I recently had the opportunity to guest bar tend at Silver to raise money for a cause very near and dear to my heart, Empowered Women International. EWI uses entrepreneurship training to give immigrant, refugee, and at-risk women financial and social independence. With a mission that vital, there is very little I won’t do to support them. Pouring Corner Office Cosmos for a late night happy hour was a no-brainer.
While I expected to learn a few things, including how to shake a cocktail shaker like a pro; I didn’t expect to have key concepts of entrepreneurship reinforced. Here’s what a night spent mixing drinks taught me.
Plans are nothing, planning is everything.
While I have healthy respect for the skill set of bartenders, I have poured myself a few drinks here and there. I never said, “How hard could it be?” but I did think it. Despite my “experience,” I would have been a stressed out mess without planning which four cocktails I was making, where their ingredients were located, and who was ringing up orders.
Planning has the same importance in business. Most people have startup ideas and think “How hard could it be to start a business?” Without a business plan outlining the steps to profitability, launching a startup is an incredibly stressful mess!
You’re only as strong as your team.
I am a rather mighty army of one, and sometimes forget how vital it is to have a team. In business I can push ahead with initiatives and my own ideas. But, in a bar with a jammed cocktail shaker I not only needed help once, I relied on the team all night to help me find fresh glasses, new bottles of champagne and to place food orders while I was mixing drinks. The upbeat personalities and good nature of the Silver team buoyed my confidence as I learned my way around the new role and responsibilities of guest bar tender. The experience reminded me how important it is to build a team of amazing people who work together towards a common goal. You really are only as good as your team.

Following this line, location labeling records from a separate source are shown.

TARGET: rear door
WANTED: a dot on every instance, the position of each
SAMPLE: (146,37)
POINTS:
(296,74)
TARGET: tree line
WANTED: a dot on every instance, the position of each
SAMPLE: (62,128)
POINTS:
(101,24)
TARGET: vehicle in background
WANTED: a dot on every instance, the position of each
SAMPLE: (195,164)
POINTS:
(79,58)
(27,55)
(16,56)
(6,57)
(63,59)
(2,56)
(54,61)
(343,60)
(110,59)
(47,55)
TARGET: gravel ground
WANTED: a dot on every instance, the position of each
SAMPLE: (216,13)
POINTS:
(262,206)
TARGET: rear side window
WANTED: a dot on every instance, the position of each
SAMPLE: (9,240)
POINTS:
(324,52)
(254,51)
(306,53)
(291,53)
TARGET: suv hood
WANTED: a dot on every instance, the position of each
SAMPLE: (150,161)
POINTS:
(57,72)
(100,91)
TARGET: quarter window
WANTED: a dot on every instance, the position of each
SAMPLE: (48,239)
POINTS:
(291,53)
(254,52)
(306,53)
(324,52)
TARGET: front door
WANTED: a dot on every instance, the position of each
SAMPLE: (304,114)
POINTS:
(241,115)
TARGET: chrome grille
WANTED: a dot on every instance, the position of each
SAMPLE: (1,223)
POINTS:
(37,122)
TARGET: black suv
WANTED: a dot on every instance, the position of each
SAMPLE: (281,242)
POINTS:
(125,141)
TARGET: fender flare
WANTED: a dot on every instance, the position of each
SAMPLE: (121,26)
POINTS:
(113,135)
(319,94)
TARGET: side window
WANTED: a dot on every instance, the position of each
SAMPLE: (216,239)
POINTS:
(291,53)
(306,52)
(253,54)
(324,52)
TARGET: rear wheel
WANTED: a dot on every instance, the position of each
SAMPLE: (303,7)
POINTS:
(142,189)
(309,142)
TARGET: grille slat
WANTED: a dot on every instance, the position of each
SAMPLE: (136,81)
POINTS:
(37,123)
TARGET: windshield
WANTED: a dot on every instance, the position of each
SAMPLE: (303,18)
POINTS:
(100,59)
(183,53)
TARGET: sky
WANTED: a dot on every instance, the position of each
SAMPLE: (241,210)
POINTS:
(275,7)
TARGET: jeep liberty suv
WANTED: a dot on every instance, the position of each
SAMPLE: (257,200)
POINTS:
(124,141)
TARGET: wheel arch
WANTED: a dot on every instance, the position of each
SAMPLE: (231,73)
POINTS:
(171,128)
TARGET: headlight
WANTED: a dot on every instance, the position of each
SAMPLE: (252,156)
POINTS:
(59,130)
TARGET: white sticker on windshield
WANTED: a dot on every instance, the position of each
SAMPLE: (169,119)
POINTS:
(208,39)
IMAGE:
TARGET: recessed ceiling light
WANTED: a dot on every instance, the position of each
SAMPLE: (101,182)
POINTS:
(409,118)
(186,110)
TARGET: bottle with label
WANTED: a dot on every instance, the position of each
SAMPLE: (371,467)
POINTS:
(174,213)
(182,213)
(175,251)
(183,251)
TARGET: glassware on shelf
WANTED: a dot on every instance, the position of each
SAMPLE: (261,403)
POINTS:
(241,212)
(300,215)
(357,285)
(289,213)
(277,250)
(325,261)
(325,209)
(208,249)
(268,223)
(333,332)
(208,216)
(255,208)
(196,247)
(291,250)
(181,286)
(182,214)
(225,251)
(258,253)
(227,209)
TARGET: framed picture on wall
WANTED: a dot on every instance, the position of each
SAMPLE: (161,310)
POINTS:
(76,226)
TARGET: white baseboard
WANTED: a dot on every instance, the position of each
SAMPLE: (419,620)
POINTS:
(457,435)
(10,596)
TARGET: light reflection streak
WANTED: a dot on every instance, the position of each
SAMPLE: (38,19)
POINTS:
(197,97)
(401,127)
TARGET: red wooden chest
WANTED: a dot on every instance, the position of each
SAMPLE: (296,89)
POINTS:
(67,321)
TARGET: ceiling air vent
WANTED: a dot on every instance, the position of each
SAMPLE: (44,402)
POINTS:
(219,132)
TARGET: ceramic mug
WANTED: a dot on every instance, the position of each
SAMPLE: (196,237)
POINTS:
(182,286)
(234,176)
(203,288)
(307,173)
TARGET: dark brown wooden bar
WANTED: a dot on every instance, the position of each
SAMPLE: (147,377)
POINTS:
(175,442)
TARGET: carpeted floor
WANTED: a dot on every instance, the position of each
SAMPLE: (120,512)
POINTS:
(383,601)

Culture makes or breaks the customer experience.
Working behind the bar gave me a new perspective on culture. While there are endless articles on the value of a company’s culture from the employee point of view, culture also matters to the end user or customer of that company.
Silver is building a neighborhood feel and culture. The live musician made everyone feel at home with her renditions of pop hits, but also made everyone feel part of band when she pulled up a stranger and had him sing along with her. Patrons stayed late, not just because the drinks were spot-on, but because they felt like they belonged. Their experience with the culture of Silver was just as important as the staff’s. This culture epiphany resonated with me, and gave me new insight on how my tech company needs to extend our culture beyond our walls and outwards to include our clients.